Chapter 1

191 3 5
                                    

When her falsetto went up to a certain pitch, something under their flies suddenly kicked up. For the older men with not so perfect hearing, it felt like a tube of balloon rising up in their trousers.
     The year was the 60s. The fashion statement was long hair, for both men and women alike. The clothes were crazy, in what they called groovy colours - and there were these wide bell bottoms. But tonight the audience here didn't see any of these on the stage, in this night club in the hustle and bustle of Chow Kit Road, right in the capital city of Kuala Lumpur in the recently renamed South East Asian country of Malaysia.
     The backing musicians behind her, on wooden stools, donned nondescript - either brown, grey or black - Chinese pajamas, their white cuffs peeping from under the shirt sleeves. Their inert tanned and leathery faces belied the nimble and professional manner they fingered, plucked, blew, and thrummed these quaint instruments - erhu, gushing,dizi, laba, pipa and a big drum. Their handlers managed to make themselves discreet and practically invisible to the audience; as they should be. Though there was sufficient light for them to read the music sheets, it was never as overwhelming as the sodium lamps above them.
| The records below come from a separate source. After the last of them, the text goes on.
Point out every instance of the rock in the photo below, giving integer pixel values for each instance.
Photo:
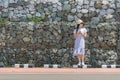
(84, 11)
(70, 18)
(73, 10)
(66, 7)
(108, 16)
(98, 5)
(38, 14)
(105, 2)
(26, 39)
(110, 11)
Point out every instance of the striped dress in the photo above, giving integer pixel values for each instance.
(79, 45)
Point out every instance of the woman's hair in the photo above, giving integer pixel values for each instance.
(77, 27)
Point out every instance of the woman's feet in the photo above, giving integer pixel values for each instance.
(79, 64)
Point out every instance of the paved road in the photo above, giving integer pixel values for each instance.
(59, 76)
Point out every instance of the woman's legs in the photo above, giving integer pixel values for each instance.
(80, 59)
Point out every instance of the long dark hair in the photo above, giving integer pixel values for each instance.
(77, 27)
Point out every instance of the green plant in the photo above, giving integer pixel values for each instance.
(3, 21)
(36, 19)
     These lights were deliberately trained on the singer. That one single round very bright white light - like a beacon from a lighthouse - spotlighted her on the stage like some alluring banshee singing across rough seas to lure sailors; in this case, soldiers. Tonight, in her snug and shimmering cheongsam, and heavily powdered and rouged, Ah Lan was looking more like a Shanghai songstress transported directly from China.
     The only thing detracting from this picture was her chest. You couldn't really call those inchoate mounds breasts. Her chest was practically flat if not for the tight corset squeezing her already tiny waist even smaller still. The thing pushed her breasts higher. And this illusion was further enhanced by a wired bra a size or two bigger.
     Whatever the shortcomings some would say about her breasts, one could not concerning her voice. It was pristine and unlike her chest, not at all flat. Any musical director from any West End theatre at the time - if they intended to make a Mandarin version of Funny Girl - would kill to have such a pitch perfect sound projected onto their much bigger halls. But Ah Lan didn't have the luck or happenstance to be exposed to people from that western entertainment industry. At best, the closest she was getting in terms of a western audience was singing in front of these groups of American GIs, in a shoddy cramped hall, in a seedy low class club, within a much seedier part of the city.
     At this moment in time some war was still being fought north and outside of the country, in far away Vietnam. But no matter the gore, the horror and depravity happening there, the soldiers, the ones on the side of democracy, these Americans, they still had time to plan their R and R to Ah Lan's country. It was not so much to drink the excellent and well known Tiger beer but to attend one of these little musical soirée they got to hear about from other GIs who returned fully satisfied, if one could justify that word for an experience beyond their wildest expectations.
     By this token, Ah Lan could draw the toughest and the bravest American GI soldiers on R and R all the way from Vietnam to this place. A couple of them were now sitting watching and listening attentively. They were gripping their Tiger beers in their big hands. They were not caring that they couldn't understand a word of what was coming out of Ah Lan's mouth. Beneath their khaki flies, some of them were straining over the biggest and hardest boners they had ever gotten in the presence of any female.
     At the ending notes of the song, Ah Lan bent her neck and lowered her head to face the dirty floor of the stage. She remained in this submissive attitude for some moments, hiding her kohled eyes behind her shiny straight fringe of hair. Her mimicking coyness seemed to always go down well with foreign audience. She was very pleased - no, happy - with the loud applause before her. But the clapping could have risen louder still if some of the male clientele were not so preoccupied with trying to shield or press down their bulging crotches. All throughout her rendition of the piece of Shanghai musical, some of them had also been entertaining images in their heads, of themselves and her in some manner of entanglement.
     The lighting was dim at the tables, almost dark if not for the low red glow. Only after the applause subsided did Ah Lan lift up her head. She managed to catch a glimpse of Sammi sitting among the heaving crowd. He was at a table close to the front of the stage, and there was a big white man sitting opposite him. The man was clapping but not as enthusiastically as the others around him. Unlike them, he wasn't whooping, or punching his fists up in the air, as if hitting at some Vietcong above them. She could see Sammi watching his sedate neighbour. He had a shadow of a smile on his lips. She wondered if the big man was some new friend.